Arizona, Florida, Indiana, Michigan, North Carolina, Ohio, Rhode Island, Texas, and Wisconsin Examined
WASHINGTON, Oct. 23, 2013 /PRNewswire-USNewswire/ -- Three years ago, four newly elected governors decided to outsource economic development functions to "public-private partnerships" (PPPs). Joining a handful of other states' PPPs, these experiments in privatization have, by and large, become costly failures characterized by misuse of taxpayer funds, conflicts of interest, excessive executive pay, questionable subsidy awards, exaggerated job-creation claims, lack of transparency, and resistance to oversight.
Those are the cautionary conclusions of a study issued today by Good Jobs First, looking at eight states with existing PPPs and another one proposed. "Creating Scandals Instead of Jobs" is available at www.goodjobsfirst.org.

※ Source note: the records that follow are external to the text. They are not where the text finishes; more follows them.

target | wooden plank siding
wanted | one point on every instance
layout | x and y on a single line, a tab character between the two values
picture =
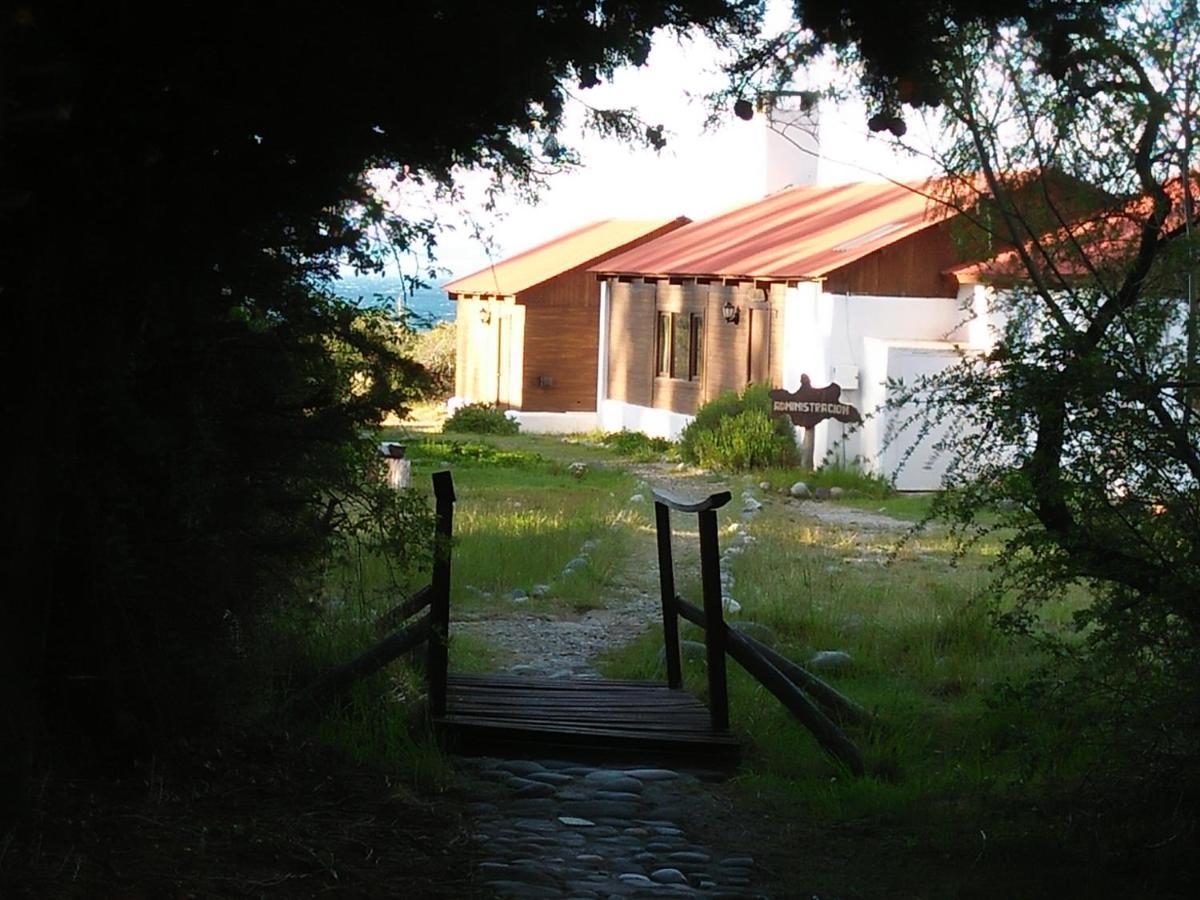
562	342
490	358
631	343
679	394
909	268
594	714
633	330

It is a follow-up to a study issued in February 2011.
"We conclude that privatizing a state development agency is an inherently corrupting move that states should avoid or repeal," said Greg LeRoy, executive director of Good Jobs First and lead author of the study. "Taxpayers are best served by experienced public-agency employees who are fully covered by ethics and conflicts laws, open records acts, and oversight by auditors and legislators."
The study was released today at a press conference that also featured: Wisconsin State Senator Mark Miller; Dan Krassner, executive director of Integrity Florida; and Donald Cohen, executive director of In the Public Interest.
The report covers:
- Enterprise Florida facing questions about shortfalls in the job creation and controversies over executive pay and bonus.
- Lavish executive pay and other issues at the Arizona Commerce Authority.
- The Wisconsin Economic Development Corporation, with unauthorized spending, failing to track loans and executive turnover.
- JobsOhio receiving secret private monies and winning legal exemption from review of its finances by the state auditor.
- The Indiana Economic Development Corporation with continuing criticism over its job creation claims.
- The Rhode Island Economic Development Corporation with the biggest economic development scandal in state history: 38 Studios.
Based on this pattern of abuses, the report concludes that the privatization of economic development agency functions is an inherently corrupting action that states should avoid or repeal. With a soft economy and the "economic war among the states" already dominated by corporate interests, taxpayers are best served by experienced public-agency employees covered by ethics and conflicts laws, open records acts, and oversight by auditors and legislators.